Your MCP client calls a DeadCat tool. The server validates the arguments, maps the call to OSC, and sends it to REAPER over a local UDP port; feedback returns on a second port.

MCP client            deadcat server            REAPER
(Claude Code,         validate the call,        the session
 Claude Desktop)      map it to OSC

     │   tool call         │    OSC / UDP :8000     │
     ├────────────────────►├───────────────────────►│
     │                     │                        │
     │   session state     │   feedback / UDP :9001 │
     ◄────────────────────┤◄───────────────────────┤
                     session cache

DeadCat installs no plugins and nothing sits in your signal chain; the one exception is an optional ReaScript that reaper_insert_media uses, because OSC has no media-item commands.
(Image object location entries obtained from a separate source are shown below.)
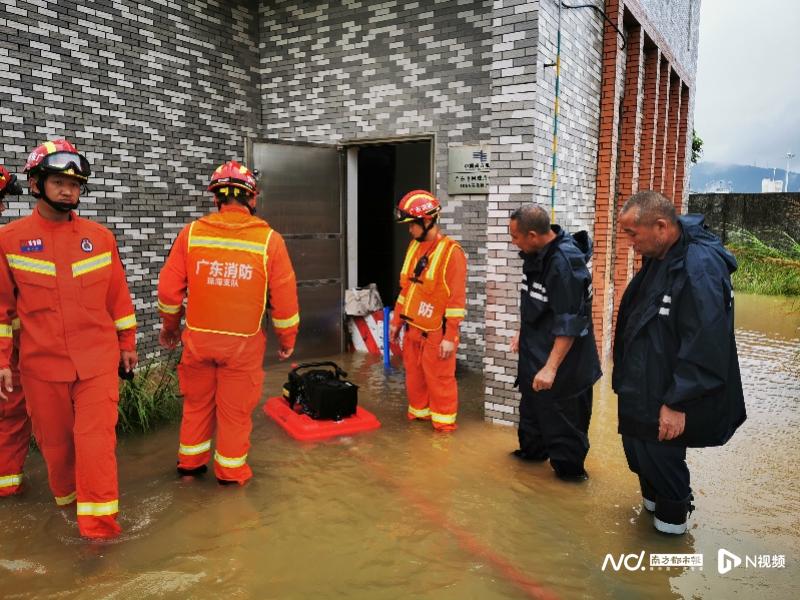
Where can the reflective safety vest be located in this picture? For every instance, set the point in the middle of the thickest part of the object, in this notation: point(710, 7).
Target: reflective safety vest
point(227, 276)
point(425, 294)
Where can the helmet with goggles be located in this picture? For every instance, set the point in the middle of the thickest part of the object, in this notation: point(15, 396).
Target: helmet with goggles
point(417, 205)
point(58, 157)
point(230, 177)
point(8, 183)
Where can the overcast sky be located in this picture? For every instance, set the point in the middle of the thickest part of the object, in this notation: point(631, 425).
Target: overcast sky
point(748, 82)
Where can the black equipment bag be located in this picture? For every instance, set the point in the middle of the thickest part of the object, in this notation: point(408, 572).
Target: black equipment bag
point(322, 394)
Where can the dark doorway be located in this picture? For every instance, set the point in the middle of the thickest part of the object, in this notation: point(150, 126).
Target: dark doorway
point(386, 172)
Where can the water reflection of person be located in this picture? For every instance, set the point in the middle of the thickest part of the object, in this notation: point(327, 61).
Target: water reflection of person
point(676, 370)
point(558, 361)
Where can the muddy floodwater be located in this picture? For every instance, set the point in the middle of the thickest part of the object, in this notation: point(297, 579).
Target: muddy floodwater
point(402, 512)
REAPER applies each message the same way it applies input from a hardware control surface.

Scope and privacy

  • Everything runs on your machine. The two local UDP ports are the only network access.
  • DeadCat never processes or accesses your audio.
  • No telemetry, no accounts, no cloud services.
  • The server has zero third-party dependencies.

The read path

Write tools change the session; read tools report it. Without the read tools, the assistant can set a fader but cannot report the current value or confirm that a change was applied. The read tools answer from a session cache fed by REAPER's OSC feedback stream, so a request like "bring the vocal down" can be carried out as a sequence: read the current level, change it, and read it back.

Write confirmation

Each write tool confirms itself before reporting success. After sending a command, the server asks REAPER to refresh all control surfaces, waits for the feedback burst to settle, then reads the relevant value back from the session cache and checks that it matches what was sent. If the value does not match within the timeout, the tool reports a failure instead of a false success. This means a "track volume set" result reflects what REAPER actually applied.